Promoting virtual experimentation platforms | To increase our understanding of how to use big data for tackling social problems, we need to promote more experimentation. Virtual experimentation platforms, which allow individuals to share ideas, interact with others’ ideas, and work collaboratively to find solutions to problems or take advantage of opportunities, can bring interested parties together to create large datasets, develop innovative algorithms to analyze and visualize the data, and develop new knowledge. One example is Kaggle, a website where competitions on data analysis are run. Unfortunately, organizations that are tackling social issues seldom participate on these platforms. Virtual experimentation platforms are essential if we are going to move the needle on using big data to tackle social challenges. Initially, these platforms should stimulate competitions to create large datasets on various issues. Competitions that generate large datasets will be critical to help the community realize the challenges associated with the way the social sector is currently operating. Once a couple of datasets are created, we can launch competitions that focus on the predictive analytics and the discovery of novel patterns. The use of open forums such as wikis and discussion groups can help the community share lessons learned, collaborate, and advance new solutions.
The Future of Big Data
Business and science have shown that big data’s merits are undeniable. Social sector organizations must now figure out how they too can incorporate this type of decision-making capability into their operations. The potential for growth and innovation exists, but there are serious obstacles to overcome. The issues that are being tackled in the social sector are in many ways more complex than they are in business or science, making the use of big data that much more difficult. In addition, greater attention must be paid to the rights, privacy, and dignity of their constituents.
In spite of these obstacles, progress is being made. Public sector agencies have made it clear that data are an important element of social innovation. Institutions such as the US government and the World Bank have made their data available to the public for mining and further use. Individuals are using the data to create innovations, mainly apps, to address a particular social problem.

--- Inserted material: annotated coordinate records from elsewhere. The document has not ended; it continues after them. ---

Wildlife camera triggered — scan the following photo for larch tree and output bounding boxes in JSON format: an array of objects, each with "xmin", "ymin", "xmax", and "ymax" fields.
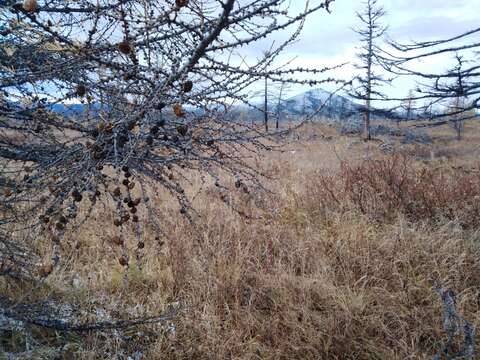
[
  {"xmin": 0, "ymin": 0, "xmax": 342, "ymax": 330},
  {"xmin": 350, "ymin": 0, "xmax": 387, "ymax": 140}
]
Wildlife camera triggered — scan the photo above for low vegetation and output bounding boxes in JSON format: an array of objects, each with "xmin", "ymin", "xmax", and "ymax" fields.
[{"xmin": 0, "ymin": 126, "xmax": 480, "ymax": 359}]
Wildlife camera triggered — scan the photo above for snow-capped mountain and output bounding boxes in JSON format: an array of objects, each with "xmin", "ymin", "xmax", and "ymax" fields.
[{"xmin": 280, "ymin": 88, "xmax": 360, "ymax": 118}]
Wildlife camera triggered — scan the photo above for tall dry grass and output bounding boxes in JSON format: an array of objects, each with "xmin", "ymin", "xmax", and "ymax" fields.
[{"xmin": 2, "ymin": 123, "xmax": 480, "ymax": 359}]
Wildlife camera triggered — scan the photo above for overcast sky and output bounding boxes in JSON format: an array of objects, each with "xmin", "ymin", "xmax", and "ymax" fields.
[{"xmin": 256, "ymin": 0, "xmax": 480, "ymax": 101}]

Organizations have been created to help make better use of big data for social problems. DataKind, for example, matches scientists and statisticians with nonprofits for pro bono data work to help overcome the shortage of technology personnel capable of handling big data projects. Globally, the world’s actors are making efforts to use open data and big data to develop solutions to social problems in innovative and collaborative ways. Progress is being made, but the chasm must still be crossed. It is a challenge worth overcoming.